Re: [PATCH 2/3] sched, cgroup: replace signal_struct->group_rwsem with a global percpu_rwsem
From: Zefan Li <hidden>
Date: 2015-05-20 10:06:17
Also in:
lkml
On 2015/5/19 23:51, Tejun Heo wrote:
Hello, Peter. On Tue, May 19, 2015 at 05:16:59PM +0200, Peter Zijlstra wrote:quoted
.gitconfig: [diff "default"] xfuncname = "^[[:alpha:]$_].*[^:]$" Will avoid keying on labels like that and show us this is __cgroup_procs_write().Ah, nice trick.quoted
So my only worry with this patch-set is that these operations will be hugely expensive. Now it looks like the cgroup_update_dfl_csses() thing is very rare, its when you change which controllers are active in a given subtree under the uber-l337-super-comount design. The other one, __cgorup_procs_write() is every /procs, /tasks write to a cgroup, and that does worry me, this could be a somewhat common thing. The Changelog states task migration is a cold path, but is tens of miliseconds per task really no problem?The latency is bound by synchronize_sched_expedited(). Given the way cgroups are used in majority of setups (process migration happening only during service / session setups), I think this should be okay.
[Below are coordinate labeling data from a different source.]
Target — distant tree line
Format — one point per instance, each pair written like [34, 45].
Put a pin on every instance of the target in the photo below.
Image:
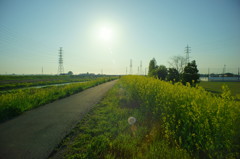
[179, 71]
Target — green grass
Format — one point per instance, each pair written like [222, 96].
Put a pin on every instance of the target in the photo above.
[105, 133]
[216, 87]
[15, 102]
[8, 82]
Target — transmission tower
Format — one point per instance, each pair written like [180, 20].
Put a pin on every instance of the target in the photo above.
[130, 72]
[60, 62]
[187, 51]
[140, 68]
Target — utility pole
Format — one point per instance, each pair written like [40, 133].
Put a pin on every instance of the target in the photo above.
[208, 74]
[60, 62]
[140, 68]
[224, 70]
[187, 51]
[238, 73]
[130, 67]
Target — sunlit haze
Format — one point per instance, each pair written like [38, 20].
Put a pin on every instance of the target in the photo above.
[102, 36]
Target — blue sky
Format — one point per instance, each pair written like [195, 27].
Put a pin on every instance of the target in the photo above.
[32, 31]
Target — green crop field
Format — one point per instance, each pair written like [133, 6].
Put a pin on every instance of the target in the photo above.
[172, 121]
[15, 102]
[8, 82]
[216, 87]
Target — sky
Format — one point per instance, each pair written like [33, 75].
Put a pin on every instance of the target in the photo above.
[102, 36]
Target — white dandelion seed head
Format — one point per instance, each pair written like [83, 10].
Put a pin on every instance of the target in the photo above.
[132, 120]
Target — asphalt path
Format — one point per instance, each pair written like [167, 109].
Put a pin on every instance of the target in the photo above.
[35, 134]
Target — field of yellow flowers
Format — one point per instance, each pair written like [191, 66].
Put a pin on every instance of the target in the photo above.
[192, 118]
[172, 121]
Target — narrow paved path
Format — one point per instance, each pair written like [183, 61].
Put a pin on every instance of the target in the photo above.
[35, 134]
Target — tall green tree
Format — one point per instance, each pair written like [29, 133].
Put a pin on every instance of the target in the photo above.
[152, 68]
[161, 72]
[190, 74]
[173, 75]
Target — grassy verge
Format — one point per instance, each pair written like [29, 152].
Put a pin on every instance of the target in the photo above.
[19, 101]
[173, 121]
[216, 87]
[8, 82]
[106, 133]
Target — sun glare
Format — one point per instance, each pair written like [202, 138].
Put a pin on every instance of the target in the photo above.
[105, 34]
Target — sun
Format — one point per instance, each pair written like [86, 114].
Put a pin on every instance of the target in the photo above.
[105, 34]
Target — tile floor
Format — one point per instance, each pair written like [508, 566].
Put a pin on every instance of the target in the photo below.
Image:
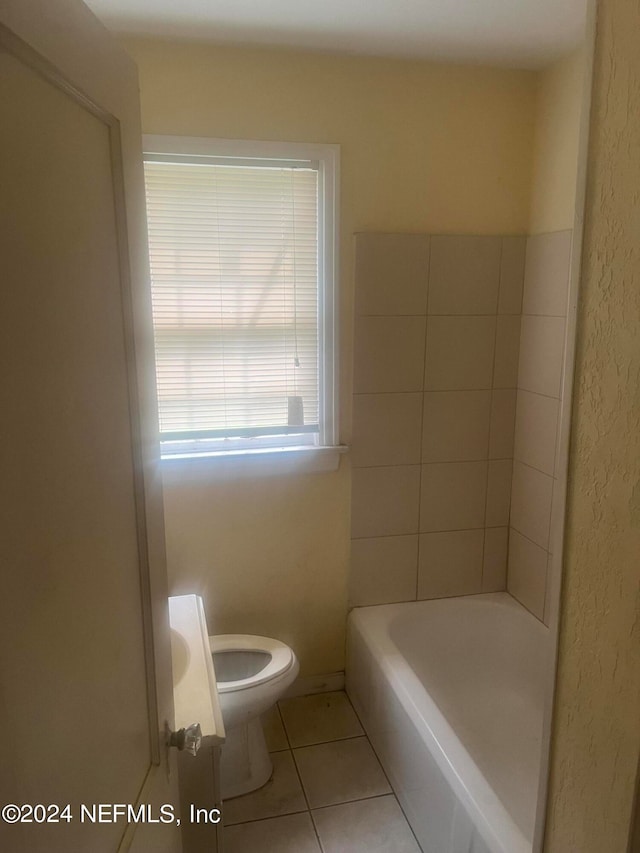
[328, 793]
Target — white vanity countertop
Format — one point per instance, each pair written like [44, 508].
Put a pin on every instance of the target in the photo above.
[195, 695]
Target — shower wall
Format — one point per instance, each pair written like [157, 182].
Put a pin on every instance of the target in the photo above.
[535, 465]
[435, 382]
[459, 342]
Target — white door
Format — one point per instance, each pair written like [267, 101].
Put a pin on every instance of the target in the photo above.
[84, 651]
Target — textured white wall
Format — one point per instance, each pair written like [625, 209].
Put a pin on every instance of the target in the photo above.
[596, 737]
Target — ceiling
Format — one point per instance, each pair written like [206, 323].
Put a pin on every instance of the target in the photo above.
[514, 33]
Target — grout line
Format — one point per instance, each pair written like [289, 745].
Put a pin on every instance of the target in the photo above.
[488, 452]
[395, 796]
[269, 817]
[536, 393]
[424, 382]
[297, 769]
[529, 539]
[533, 468]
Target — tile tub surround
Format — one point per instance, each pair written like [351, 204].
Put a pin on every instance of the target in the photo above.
[437, 334]
[459, 346]
[328, 793]
[536, 467]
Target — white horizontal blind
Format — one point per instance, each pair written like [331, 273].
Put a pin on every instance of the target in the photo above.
[234, 271]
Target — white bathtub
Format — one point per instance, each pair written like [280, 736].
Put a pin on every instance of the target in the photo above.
[450, 693]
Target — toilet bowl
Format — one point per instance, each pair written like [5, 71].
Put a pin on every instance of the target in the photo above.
[252, 673]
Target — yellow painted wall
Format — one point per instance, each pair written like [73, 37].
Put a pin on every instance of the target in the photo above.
[555, 152]
[425, 147]
[596, 735]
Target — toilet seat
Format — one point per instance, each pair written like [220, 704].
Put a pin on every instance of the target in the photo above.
[281, 660]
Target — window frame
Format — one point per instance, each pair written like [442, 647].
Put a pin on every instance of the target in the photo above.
[323, 453]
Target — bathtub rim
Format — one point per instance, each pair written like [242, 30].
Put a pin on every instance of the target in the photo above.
[467, 781]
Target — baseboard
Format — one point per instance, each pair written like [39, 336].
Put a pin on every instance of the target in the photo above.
[307, 684]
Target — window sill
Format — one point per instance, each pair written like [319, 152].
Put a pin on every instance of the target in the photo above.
[232, 465]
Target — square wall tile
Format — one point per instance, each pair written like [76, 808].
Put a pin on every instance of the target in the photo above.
[391, 273]
[531, 494]
[541, 354]
[460, 353]
[340, 771]
[455, 426]
[388, 354]
[288, 834]
[367, 826]
[536, 427]
[494, 564]
[546, 277]
[450, 563]
[527, 573]
[499, 493]
[384, 501]
[383, 570]
[452, 496]
[511, 275]
[319, 718]
[386, 429]
[505, 371]
[503, 416]
[464, 275]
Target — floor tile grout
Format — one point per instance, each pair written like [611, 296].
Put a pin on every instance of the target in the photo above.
[295, 764]
[311, 810]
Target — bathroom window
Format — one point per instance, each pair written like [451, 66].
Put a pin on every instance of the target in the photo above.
[242, 240]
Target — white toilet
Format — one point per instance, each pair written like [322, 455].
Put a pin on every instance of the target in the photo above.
[251, 674]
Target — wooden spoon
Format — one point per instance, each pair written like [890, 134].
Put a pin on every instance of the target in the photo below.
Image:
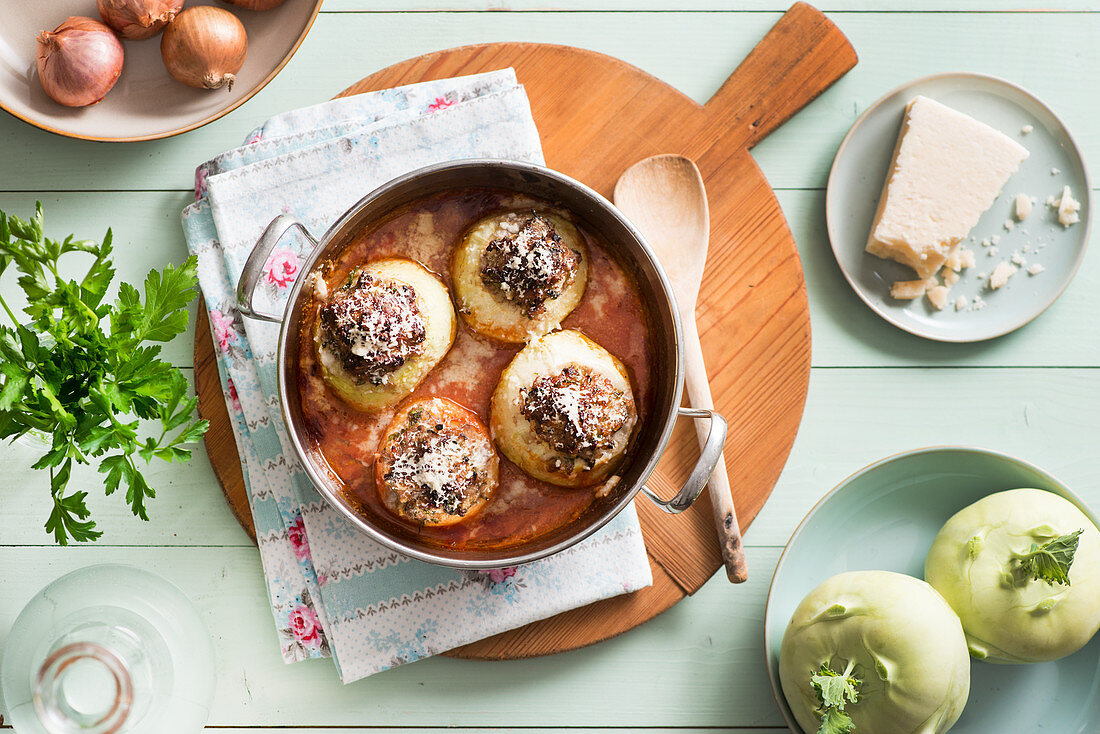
[666, 199]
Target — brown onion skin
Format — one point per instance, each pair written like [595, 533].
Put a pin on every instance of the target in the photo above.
[205, 47]
[255, 4]
[78, 62]
[139, 19]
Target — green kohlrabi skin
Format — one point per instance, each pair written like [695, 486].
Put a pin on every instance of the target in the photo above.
[906, 644]
[1009, 617]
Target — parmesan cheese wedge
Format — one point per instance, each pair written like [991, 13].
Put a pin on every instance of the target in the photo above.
[946, 172]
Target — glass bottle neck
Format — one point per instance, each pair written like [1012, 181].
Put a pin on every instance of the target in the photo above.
[84, 688]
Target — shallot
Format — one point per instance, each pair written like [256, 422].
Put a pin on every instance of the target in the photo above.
[205, 47]
[139, 19]
[78, 62]
[255, 4]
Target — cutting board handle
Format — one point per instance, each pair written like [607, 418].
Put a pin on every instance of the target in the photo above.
[802, 55]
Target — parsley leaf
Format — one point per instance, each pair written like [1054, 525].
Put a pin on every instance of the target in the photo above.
[1052, 560]
[834, 692]
[77, 370]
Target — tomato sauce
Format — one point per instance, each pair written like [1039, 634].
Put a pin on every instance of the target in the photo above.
[612, 314]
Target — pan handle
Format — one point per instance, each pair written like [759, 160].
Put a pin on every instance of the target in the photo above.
[707, 460]
[257, 259]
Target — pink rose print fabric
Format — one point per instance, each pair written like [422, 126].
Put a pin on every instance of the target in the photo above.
[282, 267]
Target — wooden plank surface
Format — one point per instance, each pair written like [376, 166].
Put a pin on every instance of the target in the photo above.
[700, 665]
[1048, 53]
[845, 331]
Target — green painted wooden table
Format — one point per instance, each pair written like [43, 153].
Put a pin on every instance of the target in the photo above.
[1034, 393]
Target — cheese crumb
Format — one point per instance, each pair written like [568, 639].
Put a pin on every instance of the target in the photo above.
[1023, 206]
[1001, 275]
[938, 296]
[908, 289]
[1068, 208]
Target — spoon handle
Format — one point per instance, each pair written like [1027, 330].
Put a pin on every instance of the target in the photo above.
[722, 499]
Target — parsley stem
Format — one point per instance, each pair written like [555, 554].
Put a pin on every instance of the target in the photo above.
[10, 315]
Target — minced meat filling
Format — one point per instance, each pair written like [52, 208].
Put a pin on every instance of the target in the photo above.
[576, 412]
[431, 469]
[529, 264]
[374, 326]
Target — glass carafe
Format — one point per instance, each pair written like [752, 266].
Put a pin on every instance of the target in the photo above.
[108, 649]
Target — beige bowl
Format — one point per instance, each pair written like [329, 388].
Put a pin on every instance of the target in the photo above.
[146, 102]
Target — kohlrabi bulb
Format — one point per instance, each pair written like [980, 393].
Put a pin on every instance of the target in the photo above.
[1000, 563]
[897, 644]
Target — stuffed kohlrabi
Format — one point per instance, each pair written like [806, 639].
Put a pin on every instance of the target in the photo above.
[872, 652]
[1022, 570]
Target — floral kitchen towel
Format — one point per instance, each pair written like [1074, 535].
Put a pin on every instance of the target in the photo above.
[333, 592]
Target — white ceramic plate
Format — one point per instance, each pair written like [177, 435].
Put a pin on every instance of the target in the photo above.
[886, 517]
[856, 182]
[146, 102]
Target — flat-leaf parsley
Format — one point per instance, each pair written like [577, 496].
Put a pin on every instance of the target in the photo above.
[77, 370]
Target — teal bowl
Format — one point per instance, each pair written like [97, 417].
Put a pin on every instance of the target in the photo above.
[884, 517]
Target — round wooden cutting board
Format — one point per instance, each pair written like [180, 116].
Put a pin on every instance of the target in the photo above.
[596, 117]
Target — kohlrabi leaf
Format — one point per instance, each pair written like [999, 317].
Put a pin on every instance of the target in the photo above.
[835, 691]
[1052, 560]
[835, 721]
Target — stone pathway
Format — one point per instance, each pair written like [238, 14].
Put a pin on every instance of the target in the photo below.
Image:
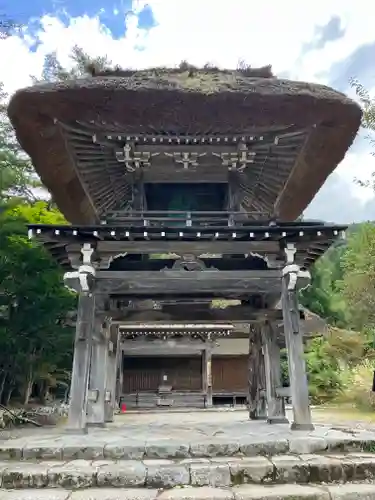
[196, 455]
[176, 435]
[219, 472]
[243, 492]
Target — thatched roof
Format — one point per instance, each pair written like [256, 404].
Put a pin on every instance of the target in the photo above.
[184, 101]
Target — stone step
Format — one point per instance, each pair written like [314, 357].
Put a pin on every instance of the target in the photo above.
[104, 446]
[245, 492]
[164, 474]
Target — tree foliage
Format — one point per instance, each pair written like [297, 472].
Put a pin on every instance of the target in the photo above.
[17, 176]
[34, 337]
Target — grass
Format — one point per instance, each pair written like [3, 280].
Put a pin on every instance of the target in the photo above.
[343, 412]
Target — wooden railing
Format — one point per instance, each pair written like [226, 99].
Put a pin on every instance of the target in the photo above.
[184, 219]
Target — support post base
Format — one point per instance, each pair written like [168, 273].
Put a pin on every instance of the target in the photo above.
[277, 420]
[302, 427]
[99, 425]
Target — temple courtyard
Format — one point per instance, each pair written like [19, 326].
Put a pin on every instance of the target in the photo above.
[173, 434]
[196, 455]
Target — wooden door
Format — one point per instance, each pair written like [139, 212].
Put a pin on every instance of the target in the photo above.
[229, 373]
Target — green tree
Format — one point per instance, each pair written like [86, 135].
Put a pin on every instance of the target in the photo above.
[82, 64]
[358, 283]
[36, 342]
[324, 296]
[17, 176]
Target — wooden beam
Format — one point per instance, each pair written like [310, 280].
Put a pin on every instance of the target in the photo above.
[232, 314]
[135, 283]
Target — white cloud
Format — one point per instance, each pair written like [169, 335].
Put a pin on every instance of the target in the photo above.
[209, 31]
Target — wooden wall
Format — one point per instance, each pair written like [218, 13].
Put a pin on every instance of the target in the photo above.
[229, 374]
[144, 374]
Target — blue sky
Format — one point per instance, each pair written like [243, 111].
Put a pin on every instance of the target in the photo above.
[326, 41]
[110, 14]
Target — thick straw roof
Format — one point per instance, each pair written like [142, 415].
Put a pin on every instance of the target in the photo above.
[186, 101]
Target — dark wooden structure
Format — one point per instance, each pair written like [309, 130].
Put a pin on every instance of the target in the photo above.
[182, 187]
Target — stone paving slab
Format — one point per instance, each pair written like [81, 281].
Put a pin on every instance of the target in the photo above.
[166, 474]
[113, 447]
[246, 492]
[172, 436]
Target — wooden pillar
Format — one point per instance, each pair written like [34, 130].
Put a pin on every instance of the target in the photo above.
[81, 363]
[254, 371]
[98, 376]
[261, 400]
[272, 361]
[120, 373]
[207, 374]
[294, 342]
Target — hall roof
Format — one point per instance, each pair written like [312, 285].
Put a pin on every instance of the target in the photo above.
[75, 132]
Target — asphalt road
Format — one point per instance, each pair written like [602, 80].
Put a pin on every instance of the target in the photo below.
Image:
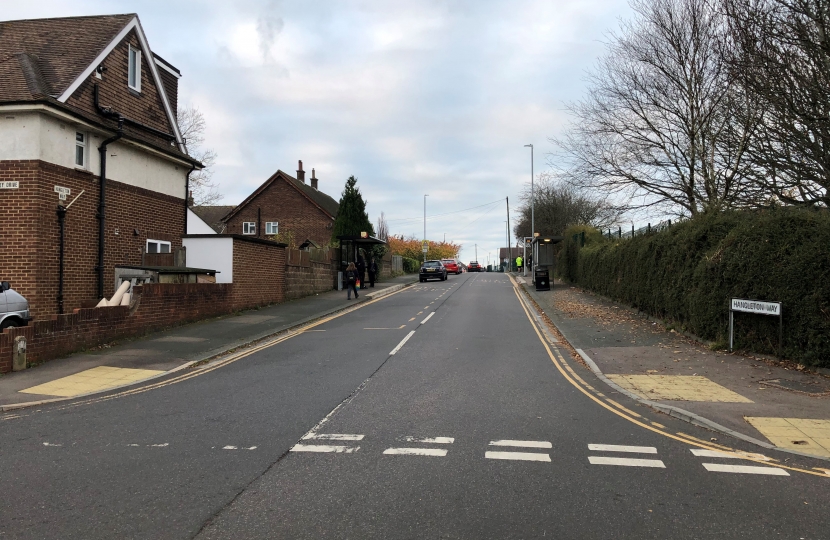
[475, 428]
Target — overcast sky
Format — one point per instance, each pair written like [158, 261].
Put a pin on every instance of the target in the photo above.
[410, 97]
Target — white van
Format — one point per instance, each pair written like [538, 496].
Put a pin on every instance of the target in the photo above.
[14, 309]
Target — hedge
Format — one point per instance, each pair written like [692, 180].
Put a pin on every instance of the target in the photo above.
[688, 273]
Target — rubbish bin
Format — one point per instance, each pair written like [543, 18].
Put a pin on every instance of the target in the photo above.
[542, 278]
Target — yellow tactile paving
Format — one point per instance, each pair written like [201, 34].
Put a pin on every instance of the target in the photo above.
[802, 434]
[677, 388]
[91, 380]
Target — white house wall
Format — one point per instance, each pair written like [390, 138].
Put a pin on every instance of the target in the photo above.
[35, 135]
[213, 254]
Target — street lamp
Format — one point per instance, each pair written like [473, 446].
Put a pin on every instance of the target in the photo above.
[425, 225]
[532, 205]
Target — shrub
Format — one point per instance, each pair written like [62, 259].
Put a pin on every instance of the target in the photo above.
[688, 273]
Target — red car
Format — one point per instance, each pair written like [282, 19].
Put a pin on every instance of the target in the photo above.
[451, 265]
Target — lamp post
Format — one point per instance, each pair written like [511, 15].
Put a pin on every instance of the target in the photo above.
[532, 205]
[425, 225]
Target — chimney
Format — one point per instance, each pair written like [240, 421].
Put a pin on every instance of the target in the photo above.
[301, 173]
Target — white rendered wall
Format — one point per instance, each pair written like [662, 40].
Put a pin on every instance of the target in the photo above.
[212, 254]
[195, 224]
[34, 135]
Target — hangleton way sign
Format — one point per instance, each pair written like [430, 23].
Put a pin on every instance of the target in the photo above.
[755, 306]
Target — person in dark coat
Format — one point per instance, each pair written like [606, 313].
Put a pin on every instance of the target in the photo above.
[361, 270]
[351, 276]
[373, 272]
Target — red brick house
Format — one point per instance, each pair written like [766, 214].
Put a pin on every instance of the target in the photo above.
[86, 108]
[288, 207]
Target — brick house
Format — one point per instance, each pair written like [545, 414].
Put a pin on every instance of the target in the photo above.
[86, 108]
[285, 206]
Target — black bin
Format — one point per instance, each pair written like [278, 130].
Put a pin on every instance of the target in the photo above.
[542, 278]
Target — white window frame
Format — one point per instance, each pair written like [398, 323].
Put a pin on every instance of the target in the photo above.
[160, 244]
[83, 146]
[136, 66]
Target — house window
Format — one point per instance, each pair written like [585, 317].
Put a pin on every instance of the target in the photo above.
[80, 149]
[134, 69]
[158, 246]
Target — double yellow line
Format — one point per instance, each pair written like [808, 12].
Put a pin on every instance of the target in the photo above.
[233, 357]
[575, 380]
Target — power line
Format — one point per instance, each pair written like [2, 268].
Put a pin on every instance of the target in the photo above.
[445, 213]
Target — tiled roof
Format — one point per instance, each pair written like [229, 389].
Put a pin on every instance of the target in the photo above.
[325, 202]
[41, 57]
[212, 215]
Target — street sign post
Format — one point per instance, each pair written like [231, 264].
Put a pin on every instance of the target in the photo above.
[759, 308]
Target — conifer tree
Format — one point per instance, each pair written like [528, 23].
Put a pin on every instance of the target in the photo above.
[352, 218]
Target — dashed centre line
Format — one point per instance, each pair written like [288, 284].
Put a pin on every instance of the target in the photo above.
[626, 462]
[431, 452]
[518, 456]
[620, 448]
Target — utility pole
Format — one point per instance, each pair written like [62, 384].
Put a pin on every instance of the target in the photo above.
[509, 250]
[425, 225]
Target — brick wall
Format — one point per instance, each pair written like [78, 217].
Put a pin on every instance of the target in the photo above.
[258, 274]
[294, 212]
[156, 306]
[29, 242]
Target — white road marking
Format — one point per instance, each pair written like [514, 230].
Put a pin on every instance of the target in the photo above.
[745, 469]
[518, 456]
[713, 453]
[522, 444]
[626, 462]
[333, 436]
[428, 440]
[433, 452]
[620, 448]
[337, 449]
[402, 343]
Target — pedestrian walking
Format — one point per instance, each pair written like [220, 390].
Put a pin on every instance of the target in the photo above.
[351, 276]
[373, 272]
[361, 270]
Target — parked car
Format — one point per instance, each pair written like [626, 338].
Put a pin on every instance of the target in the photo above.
[452, 266]
[431, 270]
[14, 309]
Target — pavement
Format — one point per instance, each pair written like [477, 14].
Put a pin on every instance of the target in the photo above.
[753, 398]
[442, 410]
[138, 360]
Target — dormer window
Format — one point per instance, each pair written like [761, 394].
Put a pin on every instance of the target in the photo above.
[134, 69]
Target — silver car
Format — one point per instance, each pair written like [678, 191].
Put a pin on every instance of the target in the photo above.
[14, 309]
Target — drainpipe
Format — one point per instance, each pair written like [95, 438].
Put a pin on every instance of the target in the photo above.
[102, 205]
[61, 226]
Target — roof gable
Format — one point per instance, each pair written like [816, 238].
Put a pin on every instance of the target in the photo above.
[60, 55]
[319, 199]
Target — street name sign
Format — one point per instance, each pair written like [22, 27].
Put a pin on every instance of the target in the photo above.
[755, 306]
[62, 192]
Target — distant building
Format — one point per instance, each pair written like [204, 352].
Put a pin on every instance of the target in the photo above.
[285, 206]
[68, 86]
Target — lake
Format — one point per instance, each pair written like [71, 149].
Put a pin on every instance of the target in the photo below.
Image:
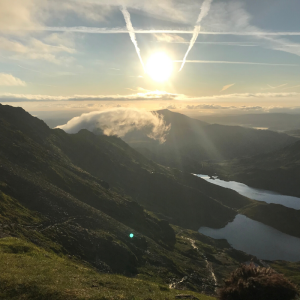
[256, 194]
[257, 239]
[254, 237]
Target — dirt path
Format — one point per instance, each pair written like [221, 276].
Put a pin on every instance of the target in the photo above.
[209, 267]
[208, 264]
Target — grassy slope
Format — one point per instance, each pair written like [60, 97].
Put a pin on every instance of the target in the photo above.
[28, 272]
[290, 270]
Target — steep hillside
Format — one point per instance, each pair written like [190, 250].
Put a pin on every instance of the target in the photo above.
[277, 171]
[273, 121]
[191, 141]
[72, 195]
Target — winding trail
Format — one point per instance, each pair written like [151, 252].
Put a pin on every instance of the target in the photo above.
[208, 266]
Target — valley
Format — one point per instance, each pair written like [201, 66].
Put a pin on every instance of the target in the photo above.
[92, 203]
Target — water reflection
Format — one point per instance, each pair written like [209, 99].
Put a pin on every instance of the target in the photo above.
[257, 239]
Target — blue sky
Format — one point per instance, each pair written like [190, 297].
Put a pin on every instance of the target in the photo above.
[246, 58]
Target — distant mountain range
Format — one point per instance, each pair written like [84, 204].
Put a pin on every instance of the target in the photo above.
[82, 196]
[191, 142]
[271, 121]
[92, 203]
[276, 171]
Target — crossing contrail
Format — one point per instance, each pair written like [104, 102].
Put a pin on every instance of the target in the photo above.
[204, 12]
[132, 33]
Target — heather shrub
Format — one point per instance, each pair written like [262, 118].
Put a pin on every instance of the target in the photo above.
[256, 283]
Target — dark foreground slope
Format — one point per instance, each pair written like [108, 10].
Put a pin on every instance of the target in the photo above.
[191, 141]
[72, 196]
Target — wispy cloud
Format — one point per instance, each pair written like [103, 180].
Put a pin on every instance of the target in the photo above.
[131, 33]
[271, 87]
[144, 96]
[117, 30]
[204, 12]
[120, 121]
[292, 87]
[235, 63]
[226, 87]
[140, 96]
[34, 49]
[170, 38]
[10, 80]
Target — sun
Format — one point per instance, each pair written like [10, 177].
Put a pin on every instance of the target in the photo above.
[159, 67]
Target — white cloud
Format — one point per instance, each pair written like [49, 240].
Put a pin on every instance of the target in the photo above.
[35, 49]
[19, 15]
[10, 80]
[236, 63]
[226, 87]
[232, 16]
[169, 38]
[120, 121]
[141, 96]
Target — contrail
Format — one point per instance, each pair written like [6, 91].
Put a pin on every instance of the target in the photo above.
[132, 33]
[204, 12]
[118, 30]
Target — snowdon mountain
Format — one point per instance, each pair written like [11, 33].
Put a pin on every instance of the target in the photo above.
[277, 171]
[191, 142]
[72, 206]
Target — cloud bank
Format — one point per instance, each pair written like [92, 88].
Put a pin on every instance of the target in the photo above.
[120, 121]
[10, 80]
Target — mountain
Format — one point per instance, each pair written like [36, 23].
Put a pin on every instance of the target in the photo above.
[276, 171]
[272, 121]
[190, 142]
[70, 202]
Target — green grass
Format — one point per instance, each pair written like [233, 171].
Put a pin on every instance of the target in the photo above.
[289, 269]
[28, 272]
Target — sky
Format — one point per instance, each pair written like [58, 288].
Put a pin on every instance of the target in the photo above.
[68, 57]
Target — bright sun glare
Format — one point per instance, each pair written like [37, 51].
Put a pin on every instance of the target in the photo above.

Actually process migration can happen quite frequently, for example in Android phones, and that's why Google had an out-of-tree patch to remove the synchronize_rcu() in that path, which turned out to be buggy.
I agree that something which is closer to lglock in characteristics would fit the workload better tho. If this actually becomes a problem, we can come up with a different percpu locking scheme which puts a bit more overhead on the reader side to reduce the latency / overhead on the writer side which shouldn't be that difficult but let's see whether we need to get there at all. Thanks.